A Comparative Study of Intrathecal Hyperbaric Bupivacaine 0.5% with Morphine and Dexmedetomidine in Lower Limb Orthopedic Surgeries: A Double-Blind Randomized Clinical Trial

Affiliations

A Comparative Study of Intrathecal Hyperbaric Bupivacaine 0.5% with Morphine and Dexmedetomidine in Lower Limb Orthopedic Surgeries: A Double-Blind Randomized Clinical Trial

Shadab Ashfi et al. Anesth Essays Res. 2022 Jul-Sep.

Abstract

Background: Pain and its alleviation have been a challenge for humans for centuries. Sub arachnoid block is most commonly practiced method for anaesthesia for lower limb surgeries. Adjuvants like opioids and alpha 2 agonists have proven benefits in augmentation of effects of local anaesthetics for spinal anesthesia. The aim of this study was to compare the effects of morphine and dexmedetomidine for sub arachnoid block in lower limb orthopaedic surgeries.
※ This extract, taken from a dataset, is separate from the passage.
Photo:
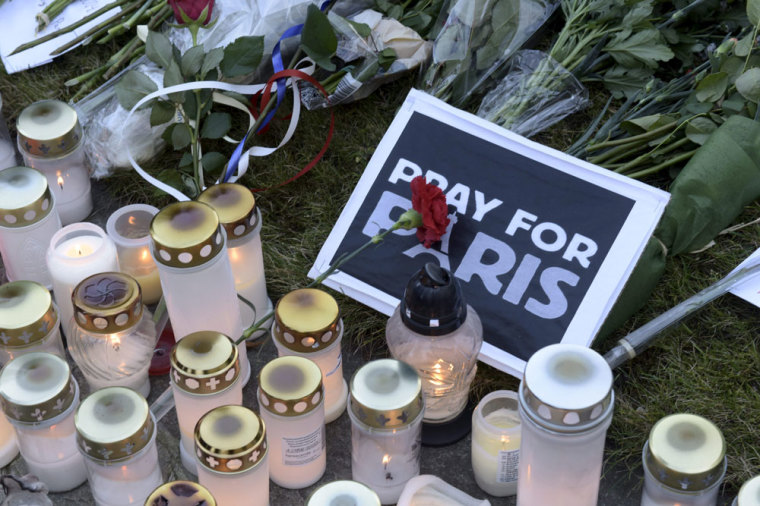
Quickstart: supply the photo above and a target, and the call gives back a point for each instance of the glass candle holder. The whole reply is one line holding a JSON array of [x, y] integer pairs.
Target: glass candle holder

Material and methods: This is a prospective randomised controlled trial done in 120 patients who were posted for lower limb orthopaedic surgery. Along with bupivacaine, Group A received intrathecal dexmedetomidine while group B received intrathecal morphine.

Results: the demographic profile was comparable in both the groups. The mean duration of motor block in Group A was 359.33 ± 34.4 and in Group B was 265.71 ± 28.47. The duration of rescue analgesia was almost double in Group A as compared to Group B with P < 0.0001 (CL 95%).
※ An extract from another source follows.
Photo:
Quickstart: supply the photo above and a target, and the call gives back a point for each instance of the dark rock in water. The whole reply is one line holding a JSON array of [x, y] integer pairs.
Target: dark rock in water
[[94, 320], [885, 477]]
Conclusion: Intrathecal dexmedetomidine and morphine both provided good postoperative analgesia. Dexmedetomidine provided a longer duration of analgesia than morphine, thereby increasing the time for first rescue analgesia, but at the cost of greater side effects.

Keywords: Alpha-2 agonist; intrathecal opioid; postoperative pain; spinal anesthesia.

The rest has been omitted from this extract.